The propagandized and fearful, pro-war, militarist American Exceptionalist wing of the Tea Party movement really do not believe in localism, decentralization, and “small government.” They are nationalists who merge their own personal identities with the State, particularly the centralized Leviathan in DC, and its military. Whatever the post-9/11 DC socialists said, the nationalists believed without question.
Instead of supporting the honest conservative Ron Paul, the Tea Party went with the corrupt central planners who co-opted them two years ago, and they decided to go for the socialist, unprincipled, central planning-lover, flip-flopper Willard Romney, pretending that he will reduce the government’s size and intrusiveness.
But just as with many Obama-supporting Democrats, many conservatives and Republicans just cannot seem to grasp that both parties are two sides of the same Big Government, expansionist, anti-liberty coin.
Small government conservatives still have a blind faith in the GOP, despite its constant betrayals and failures. Reagan expanded government and raised taxes, the 1994 Republican Revolution ended up further expanding the federal government, and George W. Bush might as well have been a Democrat.
Conservatives and Tea Partiers still have “Hope for Change,” but it never happens with the Big Government statist GOP.
As Murray Rothbard wrote, about the Left’s accurate vision of the conservatives:
… first, left-liberals, in power, make a Great Leap Forward toward collectivism; then, when, in the course of the political cycle, four or eight years later, conservatives come to power, they of course are horrified at the very idea of repealing anything; they simply slow down the rate of growth of statism, consolidating the previous gains of the Left, and providing a bit of R&R for the next liberal Great Leap Forward. And if you think about it, you will see that this is precisely what every Republican administration has done since the New Deal.
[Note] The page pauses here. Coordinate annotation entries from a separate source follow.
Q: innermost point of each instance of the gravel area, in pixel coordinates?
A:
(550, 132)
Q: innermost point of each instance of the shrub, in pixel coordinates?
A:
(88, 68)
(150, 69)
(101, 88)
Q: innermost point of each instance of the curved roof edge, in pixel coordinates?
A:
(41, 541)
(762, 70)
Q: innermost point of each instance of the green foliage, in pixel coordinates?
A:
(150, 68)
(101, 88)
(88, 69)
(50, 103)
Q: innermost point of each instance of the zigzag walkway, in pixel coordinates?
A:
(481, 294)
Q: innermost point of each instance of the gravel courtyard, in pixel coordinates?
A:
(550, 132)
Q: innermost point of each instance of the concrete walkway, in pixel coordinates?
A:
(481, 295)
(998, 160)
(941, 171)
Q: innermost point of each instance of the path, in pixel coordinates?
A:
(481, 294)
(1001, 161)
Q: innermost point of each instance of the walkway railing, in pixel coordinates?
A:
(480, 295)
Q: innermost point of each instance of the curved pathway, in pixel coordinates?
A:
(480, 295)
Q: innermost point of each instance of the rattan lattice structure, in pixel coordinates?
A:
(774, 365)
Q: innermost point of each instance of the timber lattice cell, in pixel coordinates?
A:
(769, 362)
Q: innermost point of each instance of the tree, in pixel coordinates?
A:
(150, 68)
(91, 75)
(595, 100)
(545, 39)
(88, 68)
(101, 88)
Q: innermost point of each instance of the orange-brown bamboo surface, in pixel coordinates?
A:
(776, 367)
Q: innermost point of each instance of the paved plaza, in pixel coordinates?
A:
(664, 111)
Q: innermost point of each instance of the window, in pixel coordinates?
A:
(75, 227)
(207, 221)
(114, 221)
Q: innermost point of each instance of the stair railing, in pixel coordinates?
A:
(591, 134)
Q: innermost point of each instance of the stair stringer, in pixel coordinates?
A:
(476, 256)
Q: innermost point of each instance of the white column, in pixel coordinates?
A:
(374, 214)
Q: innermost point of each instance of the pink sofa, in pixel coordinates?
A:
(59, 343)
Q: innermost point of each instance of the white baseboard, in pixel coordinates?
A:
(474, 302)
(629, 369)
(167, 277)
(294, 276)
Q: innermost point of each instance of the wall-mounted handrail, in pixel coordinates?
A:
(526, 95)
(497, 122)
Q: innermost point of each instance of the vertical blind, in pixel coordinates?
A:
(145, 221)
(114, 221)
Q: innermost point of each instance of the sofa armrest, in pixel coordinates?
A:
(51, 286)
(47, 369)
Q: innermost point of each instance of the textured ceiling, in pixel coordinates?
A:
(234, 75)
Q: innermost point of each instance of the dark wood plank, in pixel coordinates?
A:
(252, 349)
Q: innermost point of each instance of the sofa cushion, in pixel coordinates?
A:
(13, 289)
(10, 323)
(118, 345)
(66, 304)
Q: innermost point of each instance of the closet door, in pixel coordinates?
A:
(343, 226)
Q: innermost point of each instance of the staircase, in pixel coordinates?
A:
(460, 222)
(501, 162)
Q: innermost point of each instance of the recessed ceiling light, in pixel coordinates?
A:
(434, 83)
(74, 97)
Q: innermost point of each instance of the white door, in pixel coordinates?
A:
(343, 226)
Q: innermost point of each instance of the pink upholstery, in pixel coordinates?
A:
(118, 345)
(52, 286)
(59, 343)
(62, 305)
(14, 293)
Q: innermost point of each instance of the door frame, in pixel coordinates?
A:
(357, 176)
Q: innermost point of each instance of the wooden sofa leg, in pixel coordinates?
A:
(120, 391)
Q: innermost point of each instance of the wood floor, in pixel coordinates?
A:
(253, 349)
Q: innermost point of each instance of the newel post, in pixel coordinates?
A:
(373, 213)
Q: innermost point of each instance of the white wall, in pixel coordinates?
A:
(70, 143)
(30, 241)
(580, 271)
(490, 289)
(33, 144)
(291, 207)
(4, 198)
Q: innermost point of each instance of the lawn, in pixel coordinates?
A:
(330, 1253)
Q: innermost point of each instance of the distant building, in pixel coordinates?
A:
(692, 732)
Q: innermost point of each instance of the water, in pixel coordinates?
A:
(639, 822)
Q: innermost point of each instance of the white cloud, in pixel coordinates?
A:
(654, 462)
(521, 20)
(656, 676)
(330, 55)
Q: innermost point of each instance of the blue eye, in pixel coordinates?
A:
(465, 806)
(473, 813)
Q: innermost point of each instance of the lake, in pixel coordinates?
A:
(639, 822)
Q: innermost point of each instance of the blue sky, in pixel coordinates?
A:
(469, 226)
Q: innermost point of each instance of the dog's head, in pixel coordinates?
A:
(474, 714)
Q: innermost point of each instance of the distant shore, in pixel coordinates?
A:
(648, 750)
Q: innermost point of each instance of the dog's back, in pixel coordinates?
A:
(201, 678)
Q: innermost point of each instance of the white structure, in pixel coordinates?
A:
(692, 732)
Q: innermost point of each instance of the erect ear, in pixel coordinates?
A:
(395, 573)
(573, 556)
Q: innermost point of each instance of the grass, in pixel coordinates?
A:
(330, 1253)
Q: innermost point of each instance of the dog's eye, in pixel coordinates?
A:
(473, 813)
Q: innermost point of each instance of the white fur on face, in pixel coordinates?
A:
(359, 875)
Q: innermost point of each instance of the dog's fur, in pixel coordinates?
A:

The GOP’s co-opting the Tea Party, union thugs, Soviet-like IRS intimidation tactics, alignments with militarist Big Government neocons – the Tea Party’s chances of surviving in Soviet Amerika were never very good to begin with. But I would suggest that Rand Paul’s endorsement of Willard may have been the final nail in the Tea Party coffin.
But, given that the State itself, as Rothbard suggested, “is a vast engine of institutionalized crime and aggression, the ‘organization of the political means’ to wealth,” it should be of no surprise that so many groups who depend on the power of the State for their very survival would want to shut down or co-opt a movement whose main goal is to reduce the size and power of the Leviathan that empowers and enriches the State’s beneficiaries.